Kemunculan Askar Perang Sabil
Kondisi tersebut, lanjut Aini, mengakibatkan munculnya ide para ulama Muhammadiyah di DIY untuk membentuk pasukan bersenjata dengan latar belakang dan motif keagamaan.
“Munculnya ideologi nasional dari para ulama Muhammadiyah dapat membangkitkan semangat juang (fighting spirit) untuk berperang di jalan Allah SWT (jihad fii sabilillah). kondisi yang mendesak inilah, ulama sebelum kemerdekaan, Masyumi sudah membentuk laskar sabilillah dan isbullah, kemudian kiai-kiai itu muncul lagi pada zaman revolusi fisik. Tahun 1947-1949 betul luar biasa, ketika ibukota berpindah ke Yogyakarta dan kemudian peperangan berkobar di Yogyakarta,” paparnya.

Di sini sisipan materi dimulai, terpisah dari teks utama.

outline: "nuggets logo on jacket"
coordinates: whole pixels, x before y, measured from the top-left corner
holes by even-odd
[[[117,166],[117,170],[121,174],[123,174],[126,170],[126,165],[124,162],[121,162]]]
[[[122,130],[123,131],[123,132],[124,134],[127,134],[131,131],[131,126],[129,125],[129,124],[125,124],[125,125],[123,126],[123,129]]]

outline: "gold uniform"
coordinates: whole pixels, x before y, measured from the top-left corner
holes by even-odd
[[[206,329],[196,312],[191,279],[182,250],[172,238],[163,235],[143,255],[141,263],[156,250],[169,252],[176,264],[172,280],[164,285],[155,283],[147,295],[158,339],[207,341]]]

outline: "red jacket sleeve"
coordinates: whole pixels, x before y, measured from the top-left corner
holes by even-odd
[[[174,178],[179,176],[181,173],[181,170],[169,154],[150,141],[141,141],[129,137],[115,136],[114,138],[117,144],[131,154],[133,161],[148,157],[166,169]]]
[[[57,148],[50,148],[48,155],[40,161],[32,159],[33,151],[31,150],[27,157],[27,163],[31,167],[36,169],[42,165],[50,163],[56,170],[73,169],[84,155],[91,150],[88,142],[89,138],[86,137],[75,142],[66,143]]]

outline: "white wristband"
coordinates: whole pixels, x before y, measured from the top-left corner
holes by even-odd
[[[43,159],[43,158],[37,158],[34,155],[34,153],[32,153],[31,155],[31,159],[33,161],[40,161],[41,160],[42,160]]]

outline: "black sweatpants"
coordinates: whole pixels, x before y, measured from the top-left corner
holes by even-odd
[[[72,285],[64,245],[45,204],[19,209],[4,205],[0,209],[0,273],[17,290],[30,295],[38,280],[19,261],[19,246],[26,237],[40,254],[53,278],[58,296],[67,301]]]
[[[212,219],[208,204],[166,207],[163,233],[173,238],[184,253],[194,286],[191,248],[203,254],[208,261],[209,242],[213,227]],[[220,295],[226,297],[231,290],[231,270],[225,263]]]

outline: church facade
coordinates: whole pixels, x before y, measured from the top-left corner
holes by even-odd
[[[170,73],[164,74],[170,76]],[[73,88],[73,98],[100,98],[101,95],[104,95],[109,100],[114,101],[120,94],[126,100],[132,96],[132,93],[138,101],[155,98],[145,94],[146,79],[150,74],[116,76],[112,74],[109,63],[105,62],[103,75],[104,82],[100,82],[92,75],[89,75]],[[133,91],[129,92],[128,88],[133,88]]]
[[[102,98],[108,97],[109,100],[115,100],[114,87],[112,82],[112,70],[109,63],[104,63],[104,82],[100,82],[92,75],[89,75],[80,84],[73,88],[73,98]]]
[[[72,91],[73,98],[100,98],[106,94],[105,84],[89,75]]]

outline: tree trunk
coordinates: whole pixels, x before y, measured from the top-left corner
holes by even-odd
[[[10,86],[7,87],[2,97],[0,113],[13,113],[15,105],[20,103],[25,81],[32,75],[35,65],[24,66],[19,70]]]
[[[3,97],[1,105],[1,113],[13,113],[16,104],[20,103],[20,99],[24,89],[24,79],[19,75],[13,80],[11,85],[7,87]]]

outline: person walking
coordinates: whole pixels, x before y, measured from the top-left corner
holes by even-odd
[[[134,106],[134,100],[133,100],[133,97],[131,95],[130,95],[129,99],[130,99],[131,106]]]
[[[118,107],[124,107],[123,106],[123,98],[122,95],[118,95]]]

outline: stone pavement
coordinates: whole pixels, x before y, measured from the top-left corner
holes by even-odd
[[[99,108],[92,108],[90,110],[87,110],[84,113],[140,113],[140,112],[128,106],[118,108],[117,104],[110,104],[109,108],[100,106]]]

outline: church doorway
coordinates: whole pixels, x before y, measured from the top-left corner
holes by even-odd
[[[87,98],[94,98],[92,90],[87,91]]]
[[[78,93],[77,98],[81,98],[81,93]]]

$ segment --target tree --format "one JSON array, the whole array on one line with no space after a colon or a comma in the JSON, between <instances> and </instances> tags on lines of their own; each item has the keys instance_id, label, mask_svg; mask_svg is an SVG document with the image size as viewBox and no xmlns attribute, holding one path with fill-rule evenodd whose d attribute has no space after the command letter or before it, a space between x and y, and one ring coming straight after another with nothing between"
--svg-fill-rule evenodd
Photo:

“Keadaan perang yang berkobar di yogyakarta mengakibatkan dilaksanakannya hukum Islam yang berkaitan dengn interaksi antar hukum muslimin dengan yang non muslimin. Hukum Islam menyatakan apabila kaum kafir menyerang negara Islam maka melakukan “jihad” dan mempertahankan negara hukumnya “wajib ‘ain” bagi seluruh penduduk,” sambungnya.
Pada masa itu sudah merupakan organisasi yang cukup menarik untuk membuat simbol simbol yang APS untuk berjuang mempertahankan kemerdekaan. APS merupakan pasukan pejuang umat Islam yang bersifat semi militer yang bertujuan untuk membantu pemerintah RI di front-front pertempuran.
Anggota APS meliputi, pertama keluarga bekas sabilillah yang didirikan pada akhir pendudukan jepang. Berumur 40 tahun ke bawah. yang kemudian memotori semua kegiatan APS baik dalam dan pertempuran melawan Belanda. Kedua, keluarga Pemuda bekas lascar Hizbullah dan kelompok pemuda kampung berumur 40 tahun ke bawah, terutama pemuda Islam telah mendapat izin dari orang tuanya. Ketiga, anggota APS terdiri dari semua kelompok sosial.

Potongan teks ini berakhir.